Per l’attrice che la interpreta, Chiara incarna la condizione di chi oscilla tra mille lavori e mille incontri, cercando un’autenticità soffocata dal mare di immagini che la circonda, e desidera essere finalmente vista e ascoltata: un aspetto a cui si è sentita profondamente vicina, costruendo il personaggio passo dopo passo insieme ai due registi fin dalle fasi di scrittura.
Il film è firmato al montaggio da entrambi i registi insieme a Fabio Bobbio, una collaborazione a tre che si riflette nella struttura stessa dell’opera. L’idea di montaggio è in realtà l’idea originaria del film: nasce dall’associazione di immagini stock, di un mondo fatto di frammenti patinati e ormai generati dall’intelligenza artificiale, dentro il quale il personaggio di Chiara compare quasi come un’interferenza umana. Le riprese si sono estese su 65 giorni lungo un anno intero, con la troupe che si riuniva e separava a intermittenza: un lusso produttivo raro, possibile proprio perché il progetto non doveva rispondere a nessuno.
Il montaggio è cresciuto insieme al film stesso, per sequenze costruite e provate durante le pause di lavorazione: un metodo che ha permesso, una volta assemblato il materiale, di scoprire una potenza del film superiore alle aspettative degli stessi autori, al punto da spingerli ad aggiungere ulteriori situazioni piuttosto che tagliarle. L’arrivo di Fabio Bobbio ha portato un lavoro di pulizia e asciugatura del materiale, senza però mai alterare la direzione narrativa già tracciata, segno, per i registi, che il film aveva tenuto.
Il progetto nasce da un racconto informale: uno dei due registi, videomaker di professione, condivide con l’altra autrice i propri incubi quotidiani legati al confronto costante con immagini stock ormai generate dall’IA, con l’idea iniziale di farne un film di puro montaggio. È da qui che nasce l’esigenza di un contrappunto umano, una “scintilla” che si opponesse a quell’incubo di immagini: nasce così il personaggio di Chiara. La scrittura si è sviluppata a distanza, per rilanci reciproci, con un approccio definito “punk” e “anarchico”, fino a strutturarsi attorno al rapporto tra la protagonista e una voce fuori campo mai incarnata in un corpo, sorta di cantore del mondo di immagini a cui lei deve progressivamente opporsi, non tanto emancipandosene quanto affermando la propria esistenza e capacità di scelta.
Gli autori sottolineano come questo metodo non vada considerato anticonvenzionale in sé: è piuttosto il sistema circostante, con la sua cultura dei pitch e delle formule prestabilite, a essere eccessivamente convenzionale. Il film nasce invece da un’urgenza autentica, priva di ambizioni di somiglianza con altri prodotti, con una sceneggiatura di 100-120 pagine che, pur scritta in modo tradizionale, è stata rispettata quasi integralmente perché il film esisteva già, chiaro, nella testa dei suoi autori.

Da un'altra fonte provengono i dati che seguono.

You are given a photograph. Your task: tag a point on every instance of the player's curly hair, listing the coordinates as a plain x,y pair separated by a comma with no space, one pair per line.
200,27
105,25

Il progetto ha attraversato anche una fase iniziale diversa, pensata come un laboratorio in progress da costruire tramite l’improvvisazione sul set, con un approccio più vicino al documentario che alla fiction scritta. Una gravidanza reale vissuta dall’attrice protagonista ha imposto una pausa alla lavorazione, diventando però l’occasione per fermarsi e strutturare finalmente il materiale in una sceneggiatura scritta e organizzata. Da un’urgenza espressiva condivisa, insomma, il film è passato a una forma più solida senza perdere la propria natura anarchica e visionaria, fino a citare, tra i suoi riferimenti letterari più inattesi, un nome come Mark Twain.
Tre mesi nella vita di Chiara, un’attrice di quasi quarant’anni che cerca la sua strada in una Roma frenetica e turistica. Invisibile, precaria, perennemente inquieta, Chiara accumula un’esperienza dopo l’altra alla ricerca disperata di qualcosa che la faccia sentire viva.